REFinBlog

Editor: David Reiss
Cornell Law School

June 17, 2015

The Quest for Consumer Comprehension

By David Reiss

CFPB

Lauren Willis has posted The Consumer Financial Protection Bureau and the Quest for Consumer Comprehension to SSRN. it opens,

Dodd-Frank tasked the Consumer Financial Protection Bureau with ensuring that “consumers … understand the costs, benefits, and risks associated with” financial products. Despite this ambitious mandate, and despite the Bureau’s self-branding as a “21st century agency,” the Bureau’s pursuit of consumer comprehension has thus far focused on the same twentieth century tool that has already proven ineffective at regulating financial products: required disclosures. No matter how well the Bureau’s “Know Before You Owe” disclosures perform in the lab, or even in field trials, firms will run circles around disclosures when the experiments end, confusing consumers and defying consumers’ expectations. Even without any intent to deceive, firms not only will but must leverage consumer confusion to compete with other firms that do so. While firms are not always responsible for their customers’ confusion, firms take advantage of this confusion to sell products.

If the Bureau wants to ensure that consumers understand the financial transactions in which they engage, then to meet the challenge posed by the velocity of today’s marketplace, the Bureau must induce firms themselves to promote consumer comprehension, either by educating consumers or by simplifying products.
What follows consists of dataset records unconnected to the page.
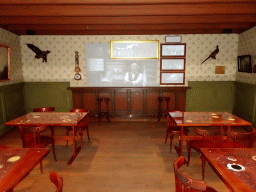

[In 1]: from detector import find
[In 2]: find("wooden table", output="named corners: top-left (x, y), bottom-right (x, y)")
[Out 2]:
top-left (0, 148), bottom-right (49, 192)
top-left (201, 148), bottom-right (256, 192)
top-left (167, 112), bottom-right (252, 155)
top-left (5, 112), bottom-right (89, 165)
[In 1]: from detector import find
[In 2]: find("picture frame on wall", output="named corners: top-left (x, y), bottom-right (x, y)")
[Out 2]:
top-left (160, 58), bottom-right (186, 71)
top-left (160, 71), bottom-right (185, 85)
top-left (238, 55), bottom-right (252, 73)
top-left (160, 43), bottom-right (186, 57)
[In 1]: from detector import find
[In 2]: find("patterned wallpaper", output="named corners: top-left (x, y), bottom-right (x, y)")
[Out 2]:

To generate this change in firm behavior, the Bureau should require firms to regularly demonstrate, through third-party testing of random samples of their customers, that their customers understand key costs, benefits, and risks of the products they have bought. Rather than attempting to perfect the format of price disclosures, for example, the Bureau should require firms to prove that their customers understand the price at the moment when the customers are deciding whether to take the actions that will trigger it, whether those actions be taking out a mortgage, overdrawing a checking account, or calling customer service to inquire about the balance on a prepaid debit card. Where consumers are confused about benefits rather than costs, such as the benefit of signing up for a credit repair service, buying credit life insurance, or paying off a debt that is beyond limitations, firms should be required to show that their customers understand the actual benefits the firm is offering before the consumer commits to the purchase or action.  (1, footnotes omitted)

This paper poses an important challenge to the CFPB — can disclosure regimes be replaced with something better? One hopes that the answer is yes, although Willis’ previous work on financial education makes me somewhat pessimistic.

This new paper does offer some reason for optimism though.  Willis argues that comprehension rules may induce firms to simplify products, so such rules may have a positive impact even if the CFPB cannot move the dial on consumer comprehension all that much.